What does a “special” test tell me?

In my third blog “clinical reasoning! But how?” we looked at what clinical reasoning really is. Now let’s zoom in a bit on our physical examination and find out what does a “special” test tell me when it is either positive, or negative.

Sensitivity and specificity

Remember these? We got drilled to believe that these are important and that the higher % they have got the better it is, right?

A small refreshing course:

“In medical diagnosis, test sensitivity is the ability of a test to correctly identify those with the disease (true positive rate). Whereas test specificity is the ability of the test to correctly identify those without the disease (true negative rate).”

Table with true positives (a)  top left, false negative (c) bottom left. False positive (b) top right and true negative (d) bottom right.
table 1: sensitivity and specificity

We can calculate the sensitivity by dividing the true positives (a) by the total amount of people that have the condition (a+c). Or a/(a+c). The same is true for the specificity b/(b+d).

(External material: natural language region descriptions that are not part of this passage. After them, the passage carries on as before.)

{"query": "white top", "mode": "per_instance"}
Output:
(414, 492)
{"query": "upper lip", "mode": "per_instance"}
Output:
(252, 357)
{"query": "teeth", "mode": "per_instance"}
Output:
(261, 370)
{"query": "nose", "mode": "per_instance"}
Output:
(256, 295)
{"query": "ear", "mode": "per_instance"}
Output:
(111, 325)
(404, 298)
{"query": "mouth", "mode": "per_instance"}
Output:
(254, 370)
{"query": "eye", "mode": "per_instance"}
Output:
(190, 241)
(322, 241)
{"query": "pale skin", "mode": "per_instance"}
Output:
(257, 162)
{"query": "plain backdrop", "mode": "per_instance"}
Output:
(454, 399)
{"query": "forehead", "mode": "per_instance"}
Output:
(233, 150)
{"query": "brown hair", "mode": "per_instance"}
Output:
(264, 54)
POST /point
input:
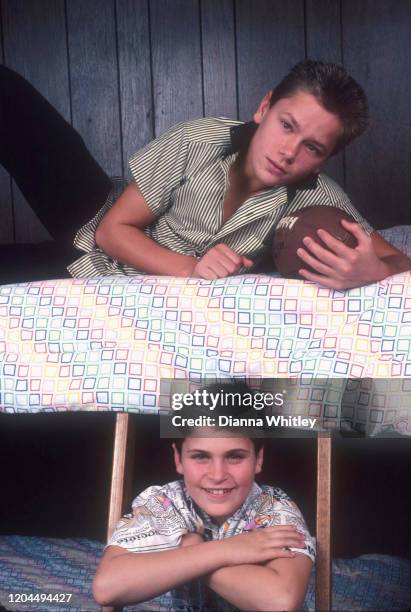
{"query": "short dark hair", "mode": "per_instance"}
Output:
(334, 89)
(227, 390)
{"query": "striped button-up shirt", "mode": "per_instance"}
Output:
(184, 176)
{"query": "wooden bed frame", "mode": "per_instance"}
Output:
(120, 481)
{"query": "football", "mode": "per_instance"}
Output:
(293, 227)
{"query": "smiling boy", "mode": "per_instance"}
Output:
(207, 195)
(247, 543)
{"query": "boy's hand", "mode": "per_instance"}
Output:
(339, 266)
(262, 545)
(220, 261)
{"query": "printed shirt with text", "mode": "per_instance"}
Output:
(163, 514)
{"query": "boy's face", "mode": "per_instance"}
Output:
(218, 472)
(293, 139)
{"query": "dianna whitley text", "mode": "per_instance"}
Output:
(229, 421)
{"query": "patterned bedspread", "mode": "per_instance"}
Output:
(106, 343)
(30, 565)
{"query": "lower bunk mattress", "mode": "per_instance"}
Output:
(35, 566)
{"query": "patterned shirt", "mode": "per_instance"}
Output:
(184, 176)
(163, 514)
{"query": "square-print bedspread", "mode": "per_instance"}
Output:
(105, 343)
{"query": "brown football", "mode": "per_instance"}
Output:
(293, 227)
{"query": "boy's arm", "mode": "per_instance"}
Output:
(123, 577)
(120, 234)
(342, 267)
(279, 585)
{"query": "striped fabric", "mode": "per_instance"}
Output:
(183, 176)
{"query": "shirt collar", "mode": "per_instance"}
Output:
(241, 135)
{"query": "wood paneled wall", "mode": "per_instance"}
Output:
(123, 71)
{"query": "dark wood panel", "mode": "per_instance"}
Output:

Got your memory back a little? Okay here is where it gets tricky. Although in research sensitivity and specificity are important and good to know, they help me less while we are performing our physical exam with our patient.

Useful?

Why? Let’s say we have a sensitivity of 78%, which is a pretty good test, but still 22% of the times when I have a positive test I am diagnosing something that is not there. The problem is when the patient is in front of me I do not know if he or she belongs to the 78% or the 22%. So rather than using sensitivity and specificity I like to use +LR or positive likelihood ratio and -LR negative likelihood ratio. These likelihood ratios give me an increase or decrease probability after a positive or negative outcome from my clinical test. Confused? Don’t worry.

Prevalence

Take a step back. Back in my previous blog, I explained that we reason our way to our tests. Then we have tests to confirm or rule out our suspicion of a pathology. It helps to know the prevalence of a certain pathology in a certain group of patients. So let’s say 30 year old male with shoulder pain comes in. I know that cuff ruptures occur in 33% (fictional nr.) of the population with shoulder pain and had a trauma. I now want to do my special tests to confirm my suspicion of a cuff tear. With my +LR I can increase that 33% (or 1 patient out of 3) if my test is positive.

+LR and -LR

So what are these magical likelihood ratios I am talking about?

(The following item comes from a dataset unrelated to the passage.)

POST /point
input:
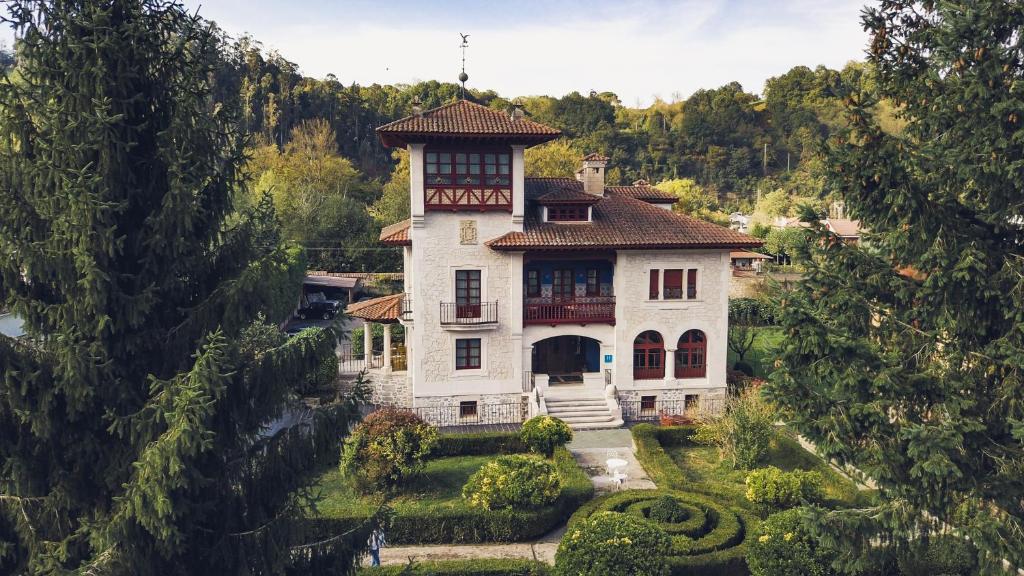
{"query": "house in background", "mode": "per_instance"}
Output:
(567, 296)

Positive likelihood ratio: ratio between the probability of a positive test result given the presence of the disease and the probability of a positive test result given the absence of the disease. 
= True positive rate / False positive rate = Sensitivity / (1-Specificity).

Negative likelihood ratio: ratio between the probability of a negative test result given the presence of the disease and the probability of a negative test result given the absence of the disease, i.e. 
= False negative rate / True negative rate = (1-Sensitivity) / Specificity.

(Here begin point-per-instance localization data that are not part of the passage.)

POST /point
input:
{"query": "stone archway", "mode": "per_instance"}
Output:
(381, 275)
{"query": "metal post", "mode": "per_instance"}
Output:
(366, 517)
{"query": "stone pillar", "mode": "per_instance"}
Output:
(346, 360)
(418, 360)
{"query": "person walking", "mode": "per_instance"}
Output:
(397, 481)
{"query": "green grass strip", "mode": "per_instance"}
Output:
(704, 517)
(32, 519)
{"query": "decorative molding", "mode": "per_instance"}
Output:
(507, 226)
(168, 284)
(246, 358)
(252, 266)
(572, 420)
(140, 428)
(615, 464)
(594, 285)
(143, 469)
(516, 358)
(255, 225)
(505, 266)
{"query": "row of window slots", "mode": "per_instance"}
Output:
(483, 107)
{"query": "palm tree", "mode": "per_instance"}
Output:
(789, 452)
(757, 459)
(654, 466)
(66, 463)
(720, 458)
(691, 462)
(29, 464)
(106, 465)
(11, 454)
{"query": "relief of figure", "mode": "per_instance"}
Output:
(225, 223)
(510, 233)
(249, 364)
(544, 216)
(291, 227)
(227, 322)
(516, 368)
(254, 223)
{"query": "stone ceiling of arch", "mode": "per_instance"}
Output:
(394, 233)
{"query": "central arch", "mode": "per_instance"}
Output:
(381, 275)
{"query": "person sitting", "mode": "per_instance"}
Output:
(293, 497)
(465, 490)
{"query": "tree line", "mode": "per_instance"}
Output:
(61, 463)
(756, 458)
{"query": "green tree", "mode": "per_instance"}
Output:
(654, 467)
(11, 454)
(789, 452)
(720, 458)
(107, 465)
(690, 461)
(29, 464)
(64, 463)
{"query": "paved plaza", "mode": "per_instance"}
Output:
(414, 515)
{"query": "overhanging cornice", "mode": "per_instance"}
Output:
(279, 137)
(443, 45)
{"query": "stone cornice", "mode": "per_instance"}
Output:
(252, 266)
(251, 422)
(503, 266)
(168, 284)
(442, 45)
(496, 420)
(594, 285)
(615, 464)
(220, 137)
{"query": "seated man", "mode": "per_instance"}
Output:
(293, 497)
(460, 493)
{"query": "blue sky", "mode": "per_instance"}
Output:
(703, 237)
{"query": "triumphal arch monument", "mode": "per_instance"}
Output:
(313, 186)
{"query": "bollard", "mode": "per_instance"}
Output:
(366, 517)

For the +LR we want to see a number higher than 1, the higher this number is, the higher the % of change in probability. For the -LR we want a number between 0 and 1. Where 0,1 is the highest change in probability and 1 is a 0% decrease change in probability. So it tells us nothing. A paper from Mcgee S. (2002)[1] put a percentage increase or decrease by carious LR outcomes shown in table 2.

So a +LR of 2 increases my chances by 15% and 5 30% etc..

What to do with this information?

I know that 1 in 3 of the patients with shoulder pain who had a trauma, has a cuff rupture (fictional, not real data). We did the external rotation lag sign, which is described for full thickness rupture of the supraspinatus and infraspinatus tendon with a +LR 5 according to hegedes et al. [2]. The test is positive, so now my 33% pre test likelihood changed to 33% + 30% = 63%. So rather than thinking that my positive test result tells me wether the pathology is there or not, I can tell my patient there is a 63% chance that you have a cuff tear. To confirm this we might want to send you in for ultrasound imaging or an MRI.

References

  1. Mcgee S. Simplifying likelihood ratios. J. gen. Intern. Med. 2002 aug. 17(8)
  2. Hegedus EJ, Goode AP, Cook CE, Michener L, Myer CA, Myer DM, Wright AA. Which physical examination tests provide clinicians with the most value when examining the shoulder? Update of a systematic review with meta-analysis of individual tests. British J. Sports Med. 2012 Nov; 46(14):964-78.